Oil extends slump on coronavirus resurgence fears


An offshore drilling platform stands in shallow waters at the Manifa offshore oilfield, operated by Saudi Aramco, in Manifa, Saudi Arabia.

Simon Dawson | Bloomberg | Getty Images

Oil prices fell on Friday, extending heavy overnight losses as a surge in U.S. coronavirus cases this week raised the prospect of a second wave of the COVID-19 outbreak hitting demand in the world’s biggest consumer of crude and fuel.

Brent shed 20 cents to trade at $38.35 per barrel, while West Texas Intermediate declined 1.7%, or 62 cents, to $35.72 per barrel.

The oil benchmarks are heading for weekly declines of more than 8%, their first after six weeks of gains which have lifted them off their April lows.

Fears that the coronavirus pandemic may be far from over has brought the rally to a halt, with about half a dozen U.S. states seeing a spike in new infections.

Barclays on Friday raised its oil price forecasts for this year by $4 per barrel, citing a bigger deficit in the second half of the year, although it expressed caution on a slow recovery in the near term.

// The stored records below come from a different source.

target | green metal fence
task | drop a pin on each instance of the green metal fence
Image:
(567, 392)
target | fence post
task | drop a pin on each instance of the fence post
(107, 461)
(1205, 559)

“The rate of change in fundamentals is likely to moderate significantly as incremental demand improvement will depend more on consumer behaviour than the easing of enforced movement restrictions,” the British bank said in a note.

Producers from the United States, as well as from the Organization of the Petroleum Exporting Countries (OPEC) and its allies, a group known as OPEC+, have been cutting supply.

OPEC+ cut oil supplies by 9.7 million barrels per day (bpd), about 10% of pre-pandemic demand, and agreed last weekend to extend the reduction.

U.S. crude and gasoline stockpiles grew last week, government data showed. U.S. crude inventories hit a record 538.1 million barrels, as cheap imports from Saudi Arabia flowed into the country.